In that spirit, I intend to submit several slurm jobs and, in each job set different random number generator seeds for the random search algorithm, so that each job "hopefully" traverses a fairly spread out localities in the search space. My question is, is it possible somehow to set the seed for random number generator in Timeloop to achieve this?

That's a great idea. I think the cleanest way to do this would be to add a "random-seed" key to the mapper YAML config. You would read the key in the RandomPruned constructor. You should have a default seed if the user doesn't specify one. I think this is the cleanest way to do it, but it needs the seed-reading code to be replicated in every search heuristic that needs this logic.

Alternatively, you could add it to the search module factory here. In fact, I am leaning towards this (even though it breaks abstraction because it would set the seed for heuristics that do not have a random element).

Thank you. So I'm guessing this would also involve passing the seed to "RandomGenerator128" here maybe? and then use it in "Next()", here

You would pass the seed in to the RandomGenerator128 constructor, and pass it through to the engine_ object's constructor (the existing code just uses the default constructor for that object). Once you do that, I don't think you need to change anything in Next() because the engine_ is already used for each RNG call, which should reflect the seed you passed in during construction.

Thanks a lot!

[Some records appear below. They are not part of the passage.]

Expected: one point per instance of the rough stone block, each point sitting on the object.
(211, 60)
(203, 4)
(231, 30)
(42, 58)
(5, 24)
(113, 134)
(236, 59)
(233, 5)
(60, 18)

I was able to achieve the intended effect. Now just need to check the overlap between mappings found across different seeds. Thank you for the quick responses.

Please let us know what you see. If this ends up being useful for you, please consider contributing the feature to the project. I am sure others will benefit.

I have a quick question in regards to determining mappings uniquely for this task. What property other than the following 4 are needed to uniquely identify a mapping? I think I'm missing something, since I found a few mappings that have the same index factorization but different loop permutation, but these 4 properties were identical for them.

mapping_id[int(mapspace::Dimension::IndexFactorization)];
mapping_id[int(mapspace::Dimension::LoopPermutation)];
mapping_id[int(mapspace::Dimension::Spatial)];
mapping_id[int(mapspace::Dimension::DatatypeBypass)];

That's it -- those 4 integers should uniquely identify a mapping.

I'm observing a weird output in that case. For example the following two mappings:

[  7] | mapping_id = Index_fact_id: 4200856093, perm_id: 4435339500, spatial_id: 9, bypass_id: 0 | Utilization = 0.16 | pJ/Compute =   63.765 | L2[WIO] C7 F14 S7 T7 K8 Q7 P7 R7 - L1[WIO] Q2 P4 K4X C4X F4X Q2X - L0[WIO] K2 Q2 P2
[  3] | mapping_id = Index_fact_id: 4200856093, perm_id: 4435339500, spatial_id: 9, bypass_id: 0 | Utilization = 0.16 | pJ/Compute =   20.136 | L2[WIO] C7 F14 T7 K8 Q7 P7 R7 - L1[WIO] S7 Q2 P4 K4X C4X F4X Q2X - L0[WIO] K2 Q2 P2

The only difference between these 2 mappings is the location of "S7". But they seem to have identical IDs. I'm running the mapper with multiple threads, does that have any effect on how mapping IDs are constructed?

Ah yes, sorry. When you create a mapper with multiple threads, the IndexFactorization mapspace gets split and divided up between the threads. The mapping ID that each thread sees is within the local mapspace partition it is assigned. So my prior response was actually incorrect -- in addition to those 4 integers, you also need the thread-id to uniquely identify a mapping.

Got it. So, say a tuple containing the thread-id and the 4 integers will be unique to each mapping.